I do think Devs are one of the genuine users of local into the future. No price hikes or random caps dropped in the middle of the night and in many instances I think local agentic coding is going to be faster than the cloud. It’s a great use case
I am extremely cynical about this entire development, but even I think that I will eventually have to run stuff locally; I've done some of the reading already (and I am quite interested in the text to speech models).

(Worth noting that "run it locally" is already Canva/Affinity's approach for Affinity Photo. Instead of a cloud-based model like Photoshop, their optional AI tools run using a local model you can download. Which I feel is the only responsible solution.)

I agree totally. My only problem is local models running on my old macMini run very much slower than that for example Gemini-2.5-flash. I have my Emacs setup so I can switch between a local model and one of the much faster commercial models.
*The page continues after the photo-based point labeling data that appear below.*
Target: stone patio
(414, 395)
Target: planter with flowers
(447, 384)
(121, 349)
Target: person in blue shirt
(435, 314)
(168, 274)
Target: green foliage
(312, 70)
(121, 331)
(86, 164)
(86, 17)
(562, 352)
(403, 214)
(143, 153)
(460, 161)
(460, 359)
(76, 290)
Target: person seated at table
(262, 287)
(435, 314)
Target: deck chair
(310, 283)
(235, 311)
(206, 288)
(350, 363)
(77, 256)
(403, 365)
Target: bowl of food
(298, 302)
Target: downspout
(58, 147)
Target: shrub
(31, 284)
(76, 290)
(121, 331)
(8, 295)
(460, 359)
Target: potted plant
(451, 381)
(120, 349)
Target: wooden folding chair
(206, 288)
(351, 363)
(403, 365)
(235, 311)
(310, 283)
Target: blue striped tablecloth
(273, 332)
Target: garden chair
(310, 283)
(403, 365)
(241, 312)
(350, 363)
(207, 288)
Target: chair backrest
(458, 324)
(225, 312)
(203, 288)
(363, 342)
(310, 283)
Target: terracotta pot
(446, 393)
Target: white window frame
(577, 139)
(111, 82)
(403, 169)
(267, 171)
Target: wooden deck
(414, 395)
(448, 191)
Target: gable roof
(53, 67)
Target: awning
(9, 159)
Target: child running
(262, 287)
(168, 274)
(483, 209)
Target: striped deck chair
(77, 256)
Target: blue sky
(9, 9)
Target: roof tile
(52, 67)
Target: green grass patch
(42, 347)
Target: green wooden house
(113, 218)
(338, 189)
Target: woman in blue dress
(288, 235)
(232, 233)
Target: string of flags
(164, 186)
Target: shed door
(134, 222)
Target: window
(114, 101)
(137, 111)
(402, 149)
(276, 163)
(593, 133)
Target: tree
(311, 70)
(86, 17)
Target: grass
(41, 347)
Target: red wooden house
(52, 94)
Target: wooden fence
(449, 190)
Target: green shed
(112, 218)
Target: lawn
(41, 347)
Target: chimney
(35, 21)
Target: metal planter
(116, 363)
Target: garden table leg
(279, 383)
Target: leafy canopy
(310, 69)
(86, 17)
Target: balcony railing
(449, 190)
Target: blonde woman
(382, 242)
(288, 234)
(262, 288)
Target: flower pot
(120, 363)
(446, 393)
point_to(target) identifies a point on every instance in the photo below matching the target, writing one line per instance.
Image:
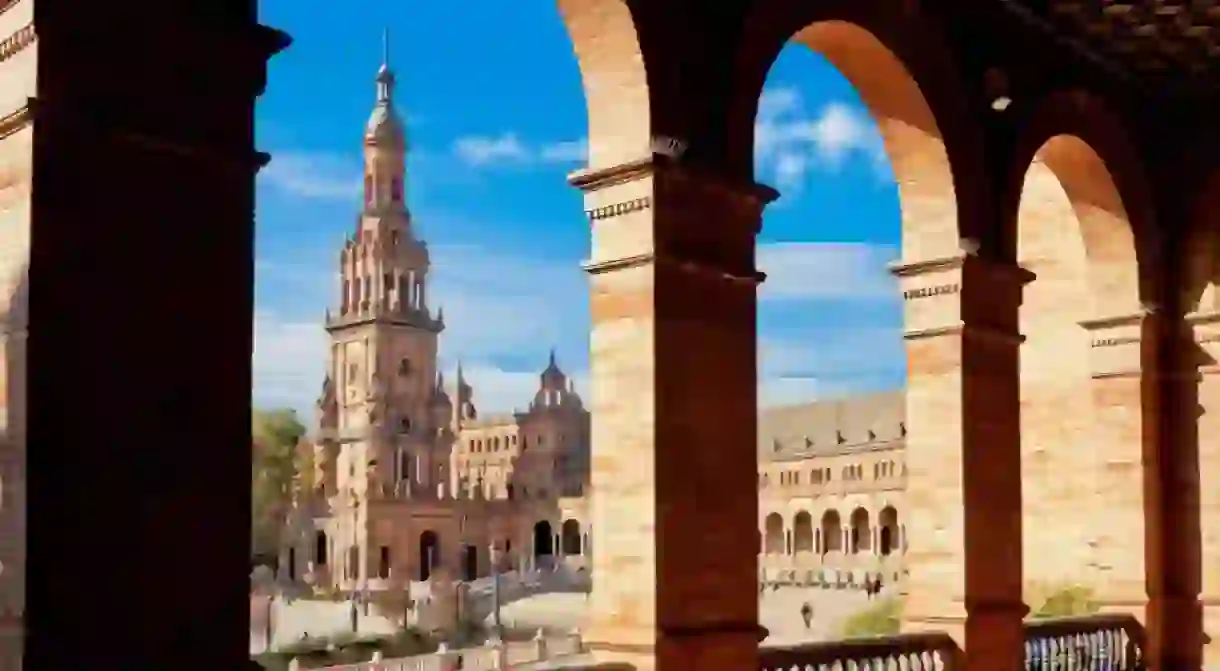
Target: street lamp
(495, 591)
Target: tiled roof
(832, 426)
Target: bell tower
(384, 336)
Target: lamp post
(495, 591)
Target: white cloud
(788, 142)
(289, 360)
(510, 149)
(503, 308)
(483, 150)
(497, 305)
(804, 271)
(827, 362)
(314, 175)
(566, 151)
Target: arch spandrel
(614, 76)
(898, 64)
(1199, 288)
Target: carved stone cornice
(686, 265)
(976, 331)
(17, 42)
(18, 118)
(619, 209)
(1114, 321)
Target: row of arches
(859, 536)
(545, 544)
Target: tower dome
(384, 126)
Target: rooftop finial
(384, 76)
(386, 46)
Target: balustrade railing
(1086, 643)
(913, 652)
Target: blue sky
(495, 121)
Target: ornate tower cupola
(554, 388)
(383, 265)
(384, 144)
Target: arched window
(383, 563)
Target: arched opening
(469, 563)
(1196, 500)
(861, 153)
(430, 553)
(887, 537)
(571, 537)
(774, 534)
(832, 532)
(544, 539)
(861, 537)
(1080, 373)
(320, 547)
(803, 532)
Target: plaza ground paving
(780, 613)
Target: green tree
(275, 461)
(881, 617)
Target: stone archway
(469, 563)
(430, 553)
(888, 536)
(933, 139)
(803, 532)
(1192, 549)
(860, 532)
(832, 532)
(570, 537)
(543, 541)
(772, 534)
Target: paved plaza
(780, 613)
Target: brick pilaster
(674, 343)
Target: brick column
(1125, 400)
(1185, 609)
(964, 454)
(674, 342)
(140, 304)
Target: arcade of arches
(1004, 145)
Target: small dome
(384, 127)
(553, 378)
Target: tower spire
(384, 75)
(386, 46)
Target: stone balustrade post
(674, 286)
(539, 642)
(1123, 351)
(1188, 592)
(447, 659)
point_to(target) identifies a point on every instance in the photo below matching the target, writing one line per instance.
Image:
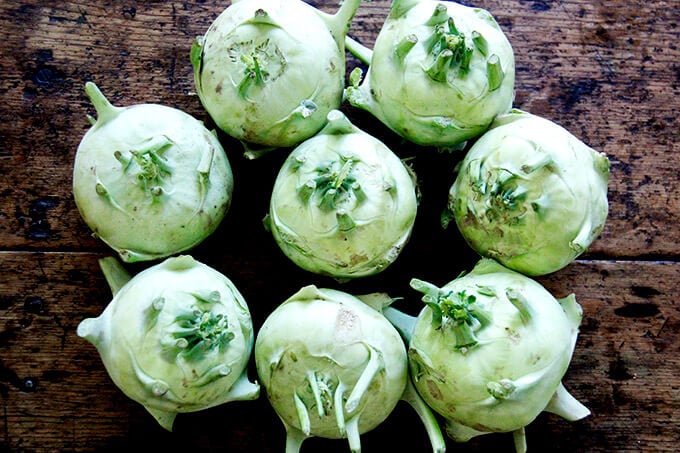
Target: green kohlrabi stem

Someone else responded to you about working for a financial organization and not using public APIs - another great use case.

These being mixture of expert (MOE) models should help. The 20b model only has 3.6b params active at any one time, so minus a bit of overhead the speed should be like running a 3.6b model (while still requiring the RAM of a 20b model).

Here's the ollama version (4.6bit quant, I think?) run with --verbose total duration: 21.193519667s load duration: 94.88375ms prompt eval count: 77 token(s) prompt eval duration: 1.482405875s prompt eval rate: 51.94 tokens/s eval count: 308 token(s) eval duration: 19.615023208s eval rate: 15.70 tokens/s

15 tokens/s is pretty decent for a low end MacBook Air (M2, 24gb of ram). Yes, it's not the ~250 tokens/s of 2.5-flash, but for my use case anything above 10 tokens/sec is good enough.

Yes, and help with grant reviews. Not permitted to use web AI.